Difficulty: Beginner
Estimated Time: 20-25 min

How cool would it be to make Git handle arbitrary large files and directories with the same performance as with small code files? Imagine you can do a git clone and see data files and ML model files in the workspace. Or do git checkout and switch to a different version of a 100Gb size file in a less than a second?

The core part of DVC is a few commands that you can run along with Git to track a large file, ML model or a directory.
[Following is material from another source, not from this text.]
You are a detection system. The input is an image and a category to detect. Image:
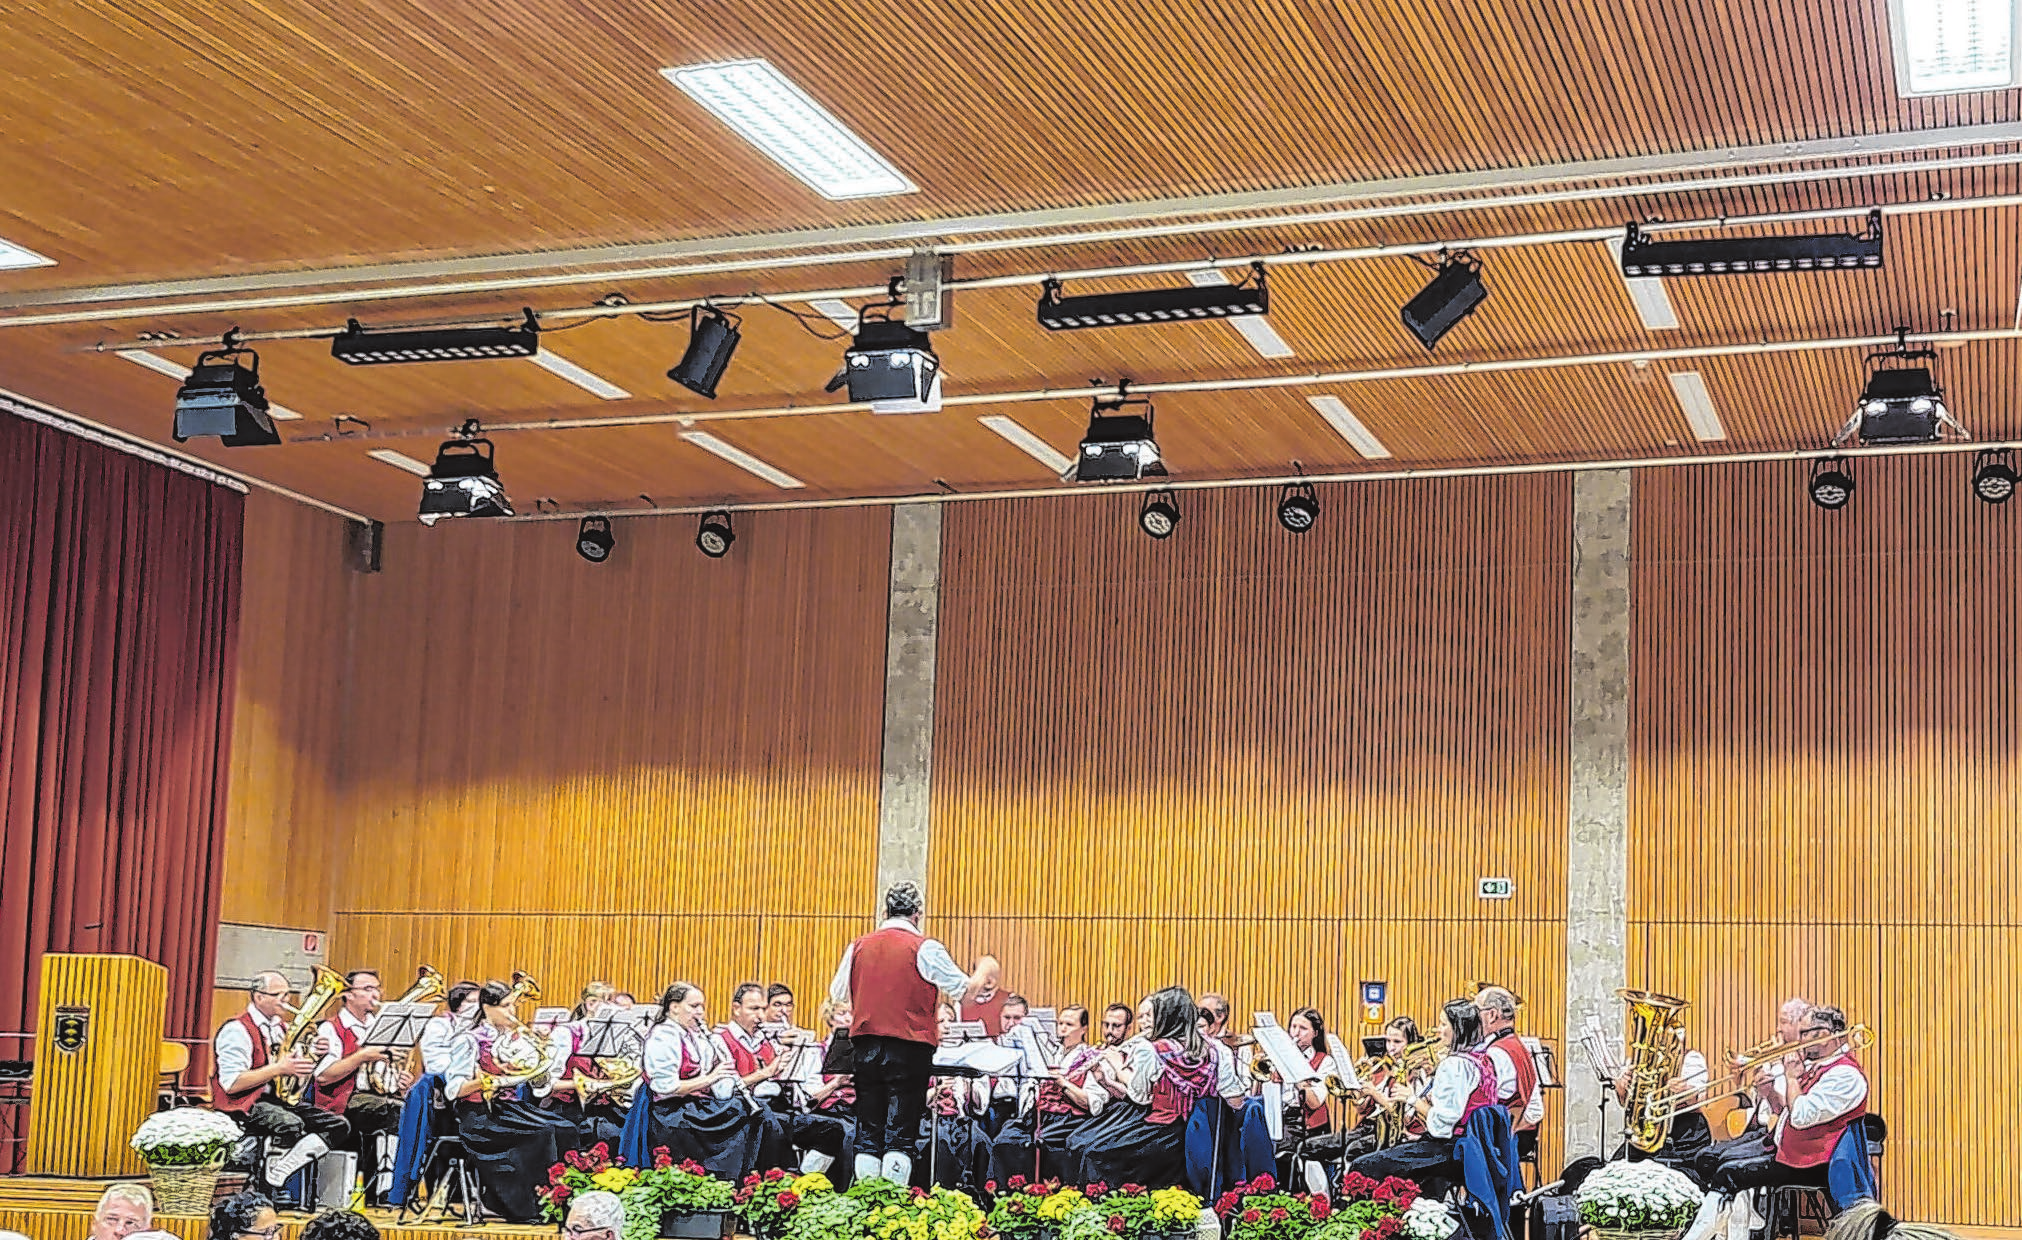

If you prefer to run locally, you can also supply the commands in this scenario in a container:

docker run -it dvcorg/doc-katacoda:start-versioning

Data and Model Versioning

Step 1 of 6

Step 1

Track a File or Directory

Let's get a data file from the Get Started example project:

dvc get \
  https://github.com/iterative/dataset-registry \
  get-started/data.xml -o data/data.xml

The command dvc get is like a smart wget that can be used to retrieve artifacts from DVC repositories. You don't even need an initialized DVC repository to use dvc get.

ls -lh data/

To track a large file, ML model, or a whole directory with DVC, we use dvc add:

dvc add data/data.xml

DVC has listed data.xml in .gitignore to make sure that we don't commit it to Git.

cat data/.gitignore

Instead, we track data/data.xml.dvc with Git.

git add data/.gitignore \
        data/data.xml.dvc

git commit -m "Add dataset to the project"